Тишина, наступившая после ухода Акулины, была звенящей. Слова «те, другие глаза» висели в воздухе, густые и тяжелые, как смрад от болота. Арина сидела, глядя на спящего Ивана, и кусок хлеба, которым она усмирила его ярость, стоял в горле колом. Он был не просто пьяницей. Он был марионеткой. Но кто дергал за ниточки?
Мысль, острая и холодная, как лезвие ножа, пронзила ее: а что, если его спаивают намеренно?

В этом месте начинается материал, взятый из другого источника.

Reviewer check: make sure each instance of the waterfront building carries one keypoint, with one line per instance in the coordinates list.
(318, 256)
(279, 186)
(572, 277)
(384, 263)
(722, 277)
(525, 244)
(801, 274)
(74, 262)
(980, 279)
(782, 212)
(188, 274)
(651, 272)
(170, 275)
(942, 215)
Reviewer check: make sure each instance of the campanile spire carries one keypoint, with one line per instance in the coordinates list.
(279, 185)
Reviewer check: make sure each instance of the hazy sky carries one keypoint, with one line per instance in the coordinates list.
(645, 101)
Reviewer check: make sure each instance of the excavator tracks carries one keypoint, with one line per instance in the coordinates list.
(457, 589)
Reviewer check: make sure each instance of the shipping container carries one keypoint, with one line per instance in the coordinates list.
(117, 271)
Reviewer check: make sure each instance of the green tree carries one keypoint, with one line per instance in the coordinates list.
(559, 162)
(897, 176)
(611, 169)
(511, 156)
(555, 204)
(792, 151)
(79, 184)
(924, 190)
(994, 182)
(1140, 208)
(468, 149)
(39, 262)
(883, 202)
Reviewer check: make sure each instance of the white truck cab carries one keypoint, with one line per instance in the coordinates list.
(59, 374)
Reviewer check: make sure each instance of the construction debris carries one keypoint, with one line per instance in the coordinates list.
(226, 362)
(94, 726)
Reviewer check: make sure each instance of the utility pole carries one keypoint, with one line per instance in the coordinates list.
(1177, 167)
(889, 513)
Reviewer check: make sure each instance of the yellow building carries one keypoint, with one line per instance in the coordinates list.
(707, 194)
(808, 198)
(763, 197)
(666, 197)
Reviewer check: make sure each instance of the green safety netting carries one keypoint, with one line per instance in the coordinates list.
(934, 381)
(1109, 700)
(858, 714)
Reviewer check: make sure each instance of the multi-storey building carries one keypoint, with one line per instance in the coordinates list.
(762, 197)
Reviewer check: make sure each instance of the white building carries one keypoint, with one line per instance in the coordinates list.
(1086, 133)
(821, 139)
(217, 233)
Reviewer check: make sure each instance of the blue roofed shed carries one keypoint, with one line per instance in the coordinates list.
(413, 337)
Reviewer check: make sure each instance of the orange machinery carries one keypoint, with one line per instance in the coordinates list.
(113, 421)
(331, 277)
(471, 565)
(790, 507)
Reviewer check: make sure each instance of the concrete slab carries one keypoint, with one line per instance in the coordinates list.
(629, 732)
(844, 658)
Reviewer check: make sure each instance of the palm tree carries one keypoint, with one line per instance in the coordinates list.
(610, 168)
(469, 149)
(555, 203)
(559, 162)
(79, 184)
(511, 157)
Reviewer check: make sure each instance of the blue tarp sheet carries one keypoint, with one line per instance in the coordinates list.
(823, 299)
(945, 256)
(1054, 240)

Она стала наблюдать. Раньше она видела только последствия — его возвращение в стельку пьяным. Теперь же она обратила внимание на детали. Иван уходил из дома чаще мрачным и сосредоточенным, а возвращался уже с той самой, знакомой разбитостью и злобой. И приходил он всегда из одного места — из кабака, что стоял на отшибе, у дороги на город.
Однажды, когда Иван, ворча, собирался уйти, Арина, делая вид, что поправляет ему воротник, тихо спросила:
— Опять к Семенычу?
Он дернулся, словно ее слова были ударом хлыста.
— А тебе какое дело? — просипел он, но в его глазах мелькнуло что-то похожее на страх.
— Так… — сделала она вид, что смущена. — Слышала, у него самогон нынче крепкий больно. Другие мужики сказывали, что с одного стакана голова кружится.
— Молчи! — резко оборвал он ее и почти выбежал из избы.
Страх. Он боялся чего-то. Или кого-то.
Следующую ночь Иван провел дома, что было странно. Он метался, ворочался, потел и что-то бормотал сквозь сон. Арина, притворяясь спящей, ловила обрывки слов: «…не могу… не дам… душит…». А под утро он сел на лавке и заплакал — тихо, по-детски безутешно. И сквозь всхлипы прорвалось: «Заставят… опять заставят…»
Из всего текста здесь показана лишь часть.